“Now children, Mrs. Spence is going to tell you about Moses. Mrs. Spence is a newcomer. We must make her welcome and show her how well behaved we are.”
“I’m not,” volunteered an angel-faced child with an engaging smile.
“I got a lickin’ on Friday,” added the round boy, who as sole member of his sex felt that he must stand up for it.
The assistant shook a finger at them cheerfully and hurried away.
Desire became the focus of all eyes and a watchful dumbness settled down upon them like a pall. Frantically she tried to remember her instructions. But never had a light conversational manner seemed more difficult to attain.
“I hope,” she faltered, seeking for a sympathetic entry, “that your regular teacher is not ill?”
The row of inquiring eyes showed no intelligence.
“Is she?” asked Desire, looking directly at the child opposite.
“Ma says she only thinks she is,” said the child. The row rustled pleasantly.
“I understand,” went on Desire hastily, “that we are to talk about Moses. How many here can tell me anything about Moses?”
The row of eyes blinked. But Moses might have been a perfect stranger for any sign of recognition from their owners.
“Moses,” went on Desire, “was a very remarkable man. In his age he seems even more remarkable—”

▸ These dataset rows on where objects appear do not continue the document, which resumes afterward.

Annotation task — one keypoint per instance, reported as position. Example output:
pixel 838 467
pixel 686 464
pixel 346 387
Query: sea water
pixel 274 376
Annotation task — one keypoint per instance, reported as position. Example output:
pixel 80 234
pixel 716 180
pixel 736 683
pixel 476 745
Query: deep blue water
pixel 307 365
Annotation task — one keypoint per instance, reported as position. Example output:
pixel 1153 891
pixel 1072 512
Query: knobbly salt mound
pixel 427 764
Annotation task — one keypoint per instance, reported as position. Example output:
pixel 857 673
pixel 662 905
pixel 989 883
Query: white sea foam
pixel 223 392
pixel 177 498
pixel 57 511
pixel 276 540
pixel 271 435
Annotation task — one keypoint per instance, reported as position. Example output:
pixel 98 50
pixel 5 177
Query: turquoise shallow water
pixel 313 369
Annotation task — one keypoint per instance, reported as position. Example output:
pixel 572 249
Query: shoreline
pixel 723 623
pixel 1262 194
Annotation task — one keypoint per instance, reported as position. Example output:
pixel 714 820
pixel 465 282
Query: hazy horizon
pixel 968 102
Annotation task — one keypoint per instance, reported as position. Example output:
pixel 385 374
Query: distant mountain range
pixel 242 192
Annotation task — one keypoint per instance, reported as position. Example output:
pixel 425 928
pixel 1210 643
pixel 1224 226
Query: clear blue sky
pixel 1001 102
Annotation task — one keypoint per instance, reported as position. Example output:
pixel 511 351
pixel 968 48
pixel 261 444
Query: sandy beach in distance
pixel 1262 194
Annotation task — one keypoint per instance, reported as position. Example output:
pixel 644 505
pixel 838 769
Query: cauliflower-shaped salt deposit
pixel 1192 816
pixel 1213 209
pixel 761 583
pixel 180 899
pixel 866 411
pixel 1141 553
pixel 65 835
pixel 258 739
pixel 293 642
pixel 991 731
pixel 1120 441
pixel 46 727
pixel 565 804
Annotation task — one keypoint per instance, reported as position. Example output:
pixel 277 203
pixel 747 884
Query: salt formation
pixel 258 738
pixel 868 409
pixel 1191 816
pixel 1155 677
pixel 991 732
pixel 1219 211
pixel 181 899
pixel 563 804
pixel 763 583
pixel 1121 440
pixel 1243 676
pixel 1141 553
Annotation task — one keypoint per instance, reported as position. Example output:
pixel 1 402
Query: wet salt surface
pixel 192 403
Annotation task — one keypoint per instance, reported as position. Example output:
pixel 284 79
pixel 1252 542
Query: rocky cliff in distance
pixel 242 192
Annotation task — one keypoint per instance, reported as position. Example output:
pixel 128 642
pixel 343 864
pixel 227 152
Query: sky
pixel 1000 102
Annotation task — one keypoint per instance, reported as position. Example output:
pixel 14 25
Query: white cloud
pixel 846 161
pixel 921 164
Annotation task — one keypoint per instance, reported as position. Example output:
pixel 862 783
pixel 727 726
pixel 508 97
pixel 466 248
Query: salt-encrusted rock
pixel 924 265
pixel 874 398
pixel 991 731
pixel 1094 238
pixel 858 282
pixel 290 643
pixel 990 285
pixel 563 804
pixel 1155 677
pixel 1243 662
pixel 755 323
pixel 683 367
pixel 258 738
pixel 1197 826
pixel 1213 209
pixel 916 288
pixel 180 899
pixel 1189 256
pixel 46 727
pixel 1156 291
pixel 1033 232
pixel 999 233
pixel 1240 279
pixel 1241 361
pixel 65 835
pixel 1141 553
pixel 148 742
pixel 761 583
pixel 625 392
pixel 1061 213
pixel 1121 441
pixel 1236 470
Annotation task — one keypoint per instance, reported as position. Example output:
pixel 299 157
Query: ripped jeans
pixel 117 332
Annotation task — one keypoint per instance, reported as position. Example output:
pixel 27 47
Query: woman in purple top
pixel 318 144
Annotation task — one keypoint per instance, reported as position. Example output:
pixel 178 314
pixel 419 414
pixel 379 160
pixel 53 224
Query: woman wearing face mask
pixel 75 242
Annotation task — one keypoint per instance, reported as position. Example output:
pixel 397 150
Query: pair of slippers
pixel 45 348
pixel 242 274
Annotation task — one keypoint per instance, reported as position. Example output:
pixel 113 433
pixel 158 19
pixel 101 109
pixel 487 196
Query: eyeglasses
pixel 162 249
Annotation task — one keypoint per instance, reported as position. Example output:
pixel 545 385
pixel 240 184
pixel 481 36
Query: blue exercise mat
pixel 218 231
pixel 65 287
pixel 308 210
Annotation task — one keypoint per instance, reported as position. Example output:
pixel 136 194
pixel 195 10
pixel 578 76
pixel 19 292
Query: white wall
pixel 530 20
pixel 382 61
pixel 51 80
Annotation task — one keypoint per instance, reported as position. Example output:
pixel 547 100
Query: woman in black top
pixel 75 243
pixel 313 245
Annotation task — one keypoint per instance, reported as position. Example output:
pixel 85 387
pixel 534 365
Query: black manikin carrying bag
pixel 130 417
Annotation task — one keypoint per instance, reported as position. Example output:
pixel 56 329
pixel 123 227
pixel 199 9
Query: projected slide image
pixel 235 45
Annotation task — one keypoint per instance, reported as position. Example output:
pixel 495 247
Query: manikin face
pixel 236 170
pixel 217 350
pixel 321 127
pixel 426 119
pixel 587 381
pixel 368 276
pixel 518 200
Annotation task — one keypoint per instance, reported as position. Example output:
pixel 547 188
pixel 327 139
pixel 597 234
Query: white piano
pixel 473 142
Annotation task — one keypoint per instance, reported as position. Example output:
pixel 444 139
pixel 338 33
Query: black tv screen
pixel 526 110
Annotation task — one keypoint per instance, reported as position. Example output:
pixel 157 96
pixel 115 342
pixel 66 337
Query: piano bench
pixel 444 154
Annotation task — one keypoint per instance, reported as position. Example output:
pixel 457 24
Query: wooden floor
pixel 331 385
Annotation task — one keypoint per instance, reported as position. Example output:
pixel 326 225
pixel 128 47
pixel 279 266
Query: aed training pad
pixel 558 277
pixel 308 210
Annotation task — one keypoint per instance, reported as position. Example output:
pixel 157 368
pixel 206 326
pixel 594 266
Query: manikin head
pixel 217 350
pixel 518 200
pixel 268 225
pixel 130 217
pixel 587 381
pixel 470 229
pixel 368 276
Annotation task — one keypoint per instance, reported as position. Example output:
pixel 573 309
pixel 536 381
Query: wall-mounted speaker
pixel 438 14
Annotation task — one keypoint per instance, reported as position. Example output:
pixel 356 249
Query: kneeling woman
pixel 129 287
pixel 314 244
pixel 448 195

A small hand shot up and an injured voice inquired: “Please, teacher, don’t we have the Golden Text?”
“I suppose we do.” There was evidently some technique here of which the hurried assistant had not informed her. “We will have it now. What is the Golden Text?”
Nobody seemed to know.
“I don’t see how we can have it, if you don’t know it,” said Desire mildly.
Another hand shot up. “Please teacher, you say it first.”
There was also, then, an established order of precedence.
“I don’t know it, either,” said Desire.
This might have precipitated a deadlock. But, fortunately, the row did not believe her. They smiled stiffly. Their smile revealed more clearly than anything else how unthinkable it was for a teacher not to know the Golden Text. Desire, in desperation, remembered the paper-covered “Quarterly” which the assistant had put into her hands and, with a flash of inspiration, decided that what the children wanted was probably there. She opened it feverishly and was delighted to discover “Golden Text” in large letters on the first page she looked at. She read hastily.
“And thou Bethlehem in the land of Juda—”
A whole row of hands shot up. “Please teacher, that was last Christmas!” announced the class reproachfully.
With shame Desire noticed that the lessons in the Quarterly were dated. But she was regaining something of her ordinary poise.
“You ought to know it, even if it is,” she remarked firmly. This was more according to Hoyle. The little boy’s hand answered it.